Tumors harboring TILs; Neoantigens; Tumor Infiltrating Lymphocytes; Cancer immunotherapy

Citation

Xue SA, Chen Y, Gnanalingam C, Xue JZ (2018) Revitalizing Cancer Vaccines by Targeting Neoantigens. Ann Vaccines Immunization 3(1): 1016.

ABBREVIATIONS

TMB: Tumor mutation burden; TILs: Tumor Infiltrating Lymphocytes; neoAgs: neoantigens; TAA: Tumor-associated antigen; CTLs: Cytotoxic T lymphocytes; TCR: T cell receptor.

EDITORIAL

Vaccination has been one of human history’s signature accomplishments [1]. Since the first vaccine – for smallpoxwas demonstrated in 1796 by Edward Jenner, over a dozen of what were once our most common and deadly diseases have now practically been eradicated. Much research has attempted to develop similar vaccination approaches to prevent or treat cancers, but despite early promise in mouse models [2], such approaches have disappointed in clinical trials. A comprehensive survey describing cancer vaccine trials in 1,306 patients [3] found an objective clinical response rate of just 3.3%, which included many commonly used approaches, including peptides in adjuvant, viral vectors, transfected tumor cells, antigen-pulsed dendritic cells, and various cytokine combinations. Clearly, new strategies are needed. One such approach has been the adoptive transfer of tumor-infiltrating lymphocytes (TILs), which has shown convincing efficacy in metastatic melanoma [4,5]. While this approach is hampered by the difficulty of isolating TILs from other tumor types, we describe below a general strategy of enriching for tumor-killing TILs using neoantigens.

Cancer patients represent a unique challenge for vaccination, partly due to their low immune competence resulting from heavy disease burden and the harsh treatment they are receiving as well as the immunosuppressive microenvironment of the tumors. Most tested vaccines have been directed against the tumor-associated antigens (TAAs), while TAAs are over expressed on tumor cells, nonetheless, they are also present at low levels in healthy tissues, and hence subject to central and peripheral tolerance mechanisms. These tolerance pathways likely limit the avidity of the vaccine-induced immune responses.
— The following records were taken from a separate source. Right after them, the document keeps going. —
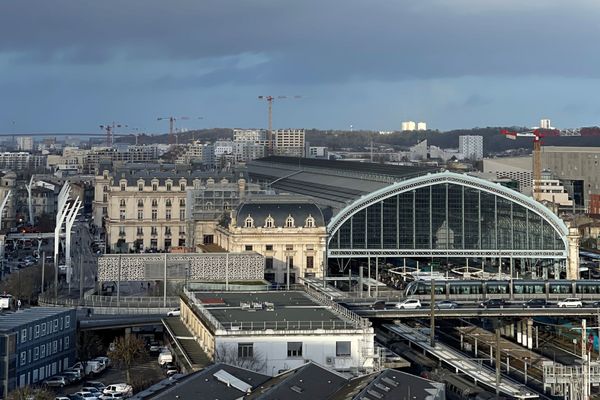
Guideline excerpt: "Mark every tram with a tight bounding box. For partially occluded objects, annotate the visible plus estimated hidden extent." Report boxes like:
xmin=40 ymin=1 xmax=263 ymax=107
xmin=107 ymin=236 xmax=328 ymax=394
xmin=404 ymin=280 xmax=600 ymax=301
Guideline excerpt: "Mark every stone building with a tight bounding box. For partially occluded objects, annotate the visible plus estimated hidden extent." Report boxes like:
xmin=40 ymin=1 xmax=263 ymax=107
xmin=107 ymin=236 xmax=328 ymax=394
xmin=215 ymin=195 xmax=327 ymax=283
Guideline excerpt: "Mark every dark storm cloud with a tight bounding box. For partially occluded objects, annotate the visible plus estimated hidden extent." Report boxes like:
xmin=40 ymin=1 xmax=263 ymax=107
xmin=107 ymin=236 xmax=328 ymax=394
xmin=0 ymin=0 xmax=600 ymax=86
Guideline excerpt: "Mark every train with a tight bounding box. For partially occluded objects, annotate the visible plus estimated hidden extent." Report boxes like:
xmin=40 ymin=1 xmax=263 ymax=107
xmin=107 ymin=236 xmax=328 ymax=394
xmin=404 ymin=279 xmax=600 ymax=301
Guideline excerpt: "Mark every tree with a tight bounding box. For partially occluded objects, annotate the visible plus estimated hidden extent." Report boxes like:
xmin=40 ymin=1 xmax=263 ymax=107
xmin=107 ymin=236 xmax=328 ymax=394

To overcome tolerance, more recent attention has focused on targeting tumor-specific neoantigens (neoAgs) that are not found in healthy tissues. Some of the evidence supporting this approach has come from the stunning success of cancer immunotherapy using checkpoint inhibitors, in which signaling ‘brakes ‘such as PD(L)-1 and CLTA4 are released from patient immune systems to effectively fight a range of cancers [6,7]. Patients and tumor types with higher tumor mutation burden (TMB) responded better to checkpoint blockade therapies [6,7], suggesting that a vaccination approach that activates the immune system may perform better in these patients. Similarly, another study [8] revealed that patients who had responded to checkpoint blockade therapy had tumors harboring TILs (so-called ‘hot’ tumors), while non-responders had tumors with few TILs (‘cold’ tumors).

These observations lead us to the current hypothesis, specifically that tumors harboring more mutations are more likely to generate neoAgs, which would be recognized by neoAg-specific TILs. Recently, whole-exome sequencing and computational prediction algorithms were used to identify neoepitopes for vaccination of cancer patients [9]. This study observed neoAg-specific T cell responses in all three treated patients, but frustratingly no clinical improvement. This suggests that vaccination strategy requires further improvements to elicit sufficiently strong immune responses. For example, too few CTLs may be induced, the induced CTLs may be unable to infiltrate tumors, and infiltrating CTLs may not become activated after encounter with tumor antigen in vivo, or may be suppressed within the tumor microenvironment by the action of PD (L)-1 or CTLA4.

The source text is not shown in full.